LETTRE DU GENERAL DE GAULLE A WINSTON CHURCHILL

Le 10 Mars 1943

Très secret.

Monsieur le Premier Ministre,

Les informations qui sont envoyées de France au Comité National rapportent que les Allemands augmentent sans cesse les déportations de Français en Allemagne. Il semble que tous les Français mâles de dix-huit à trente et un ans et tous les ouvriers jusqu'à cinquante ans puissent être, d'ores et déjà, visés par les mesures en cours d'exécution. Ces départs en masse sont évidemment de nature à compromettre gravement l'action de la Résistance française en territoire national.
L'insurrection générale en France serait le seul moyen susceptible d'empêcher le départ progressif de la partie la plus active de la population. Le Comité National est prêt à la prescrire à tous les éléments organisés de la Résistance, mais à la condition que cette insurrection soit conjuguée avec une action puissante et profonde entreprise par les Alliés en Territoire français ou sur un territoire limitrophe. Faute de quoi, l'insurrection ne pourrait conduire qu'à des massacres sans compensation stratégique ni morale. Je dois ajouter que le Comité National Français juge infiniment désirable le déclenchement très prochain d'opérations offensive en Europe occidentale, opérations dont dépendent maintenant non seulement l'envergure de la participation de la France à cette phase de la guerre, mais encore sa destinée.
Cependant, en tout état de cause, il semble essentiel de maintenir en France, dans toute la mesure du possible, les meilleurs éléments de l'Armée Secrète organisée sur le territoire par la France Combattante.
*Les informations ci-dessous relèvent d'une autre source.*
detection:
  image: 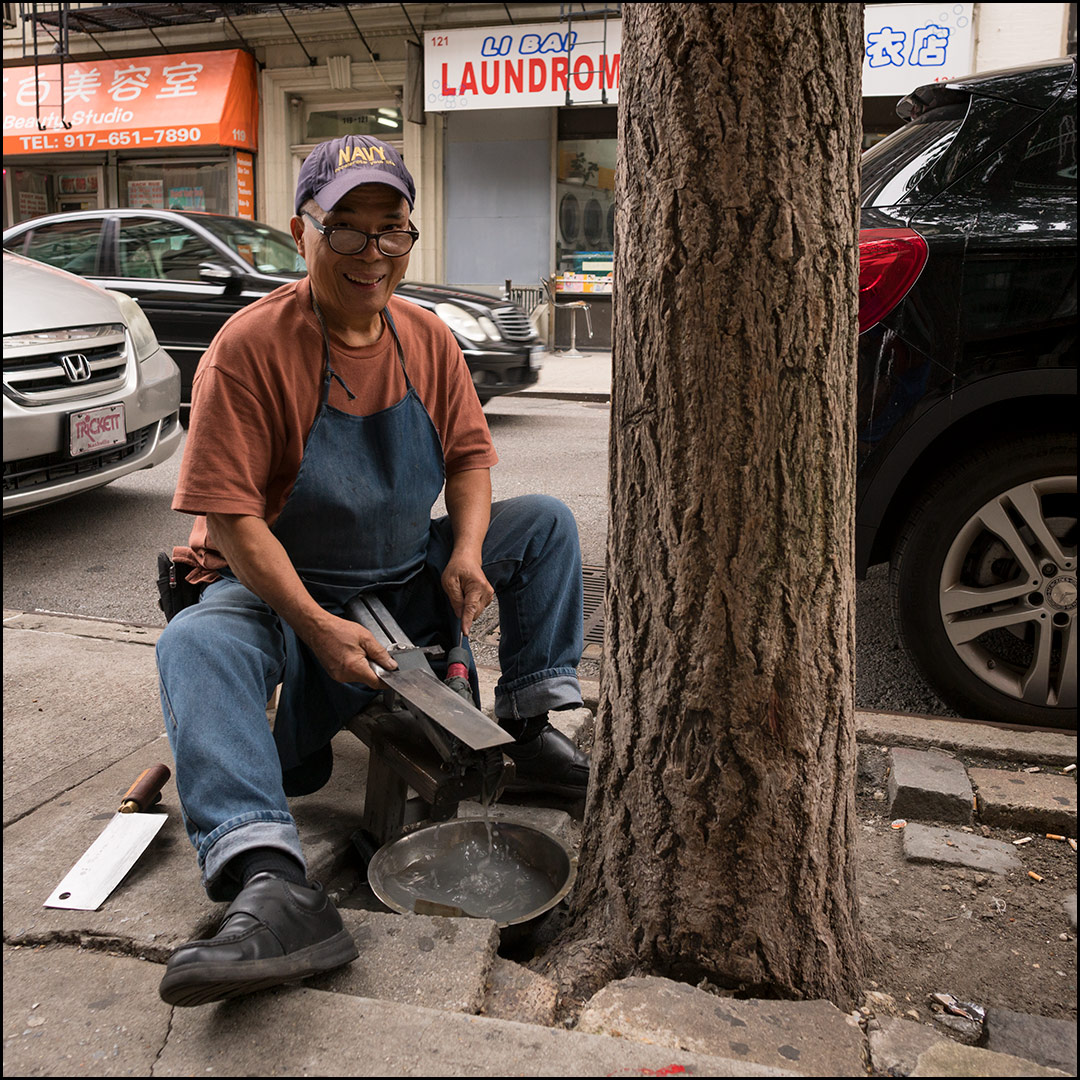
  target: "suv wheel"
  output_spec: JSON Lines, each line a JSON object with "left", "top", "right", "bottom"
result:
{"left": 890, "top": 434, "right": 1076, "bottom": 728}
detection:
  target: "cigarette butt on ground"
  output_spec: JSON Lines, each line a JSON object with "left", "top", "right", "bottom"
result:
{"left": 1028, "top": 871, "right": 1044, "bottom": 882}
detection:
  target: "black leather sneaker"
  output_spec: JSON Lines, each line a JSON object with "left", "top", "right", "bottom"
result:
{"left": 158, "top": 874, "right": 358, "bottom": 1007}
{"left": 503, "top": 722, "right": 590, "bottom": 798}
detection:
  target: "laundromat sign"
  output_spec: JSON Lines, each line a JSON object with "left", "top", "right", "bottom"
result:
{"left": 3, "top": 49, "right": 258, "bottom": 156}
{"left": 425, "top": 20, "right": 621, "bottom": 111}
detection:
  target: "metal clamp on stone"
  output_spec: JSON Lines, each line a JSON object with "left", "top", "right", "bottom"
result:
{"left": 344, "top": 594, "right": 516, "bottom": 853}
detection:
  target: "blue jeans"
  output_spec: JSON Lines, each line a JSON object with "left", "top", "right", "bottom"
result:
{"left": 156, "top": 494, "right": 583, "bottom": 899}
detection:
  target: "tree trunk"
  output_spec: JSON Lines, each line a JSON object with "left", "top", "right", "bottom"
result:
{"left": 543, "top": 4, "right": 865, "bottom": 1008}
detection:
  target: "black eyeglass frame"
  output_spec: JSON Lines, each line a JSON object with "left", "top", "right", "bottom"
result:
{"left": 302, "top": 211, "right": 420, "bottom": 257}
On peut évaluer à 50 000 le nombre d'hommes d'une grande qualité combative appartenant à cette armée qui sont intéressés par les mesures actuelles de déportation et auxquels le Comité National compte prescrire de s'y dérober à tout prix pour rester prêts à exécuter les missions de combat qui leur sont attribuées.
Toutefois, pour qu'une telle disposition puisse avoir sa valeur, il est indispensable que soit assurée la subsistance de ces effectifs dissimulés aux recherches de l'ennemi et de ses collaborateurs. Il est également nécessaire de les doter sans délai d'un armement et d'un outillage adéquats afin que ces hommes, constamment menacés, aient la possibilité de se défendre à chaque instant.
Je vous serais reconnaissant, Monsieur le Premier Ministre, de me faire connaître si le gouvernement de Sa Majesté britannique est disposé à fournir son aide pour la subsistance, l'armement et l'outillage de cette Armée Secrète française, sur la nature, le rôle et les besoins de laquelle les services français compétents tiennent d'ailleurs exactement informés les services britanniques correspondants. Je suis naturellement tout prêt à m'entretenir avec vous de ces questions.
Bien sincèrement à vous.
C. de Gaulle
Copie adressée au Général Brooke, à Londres.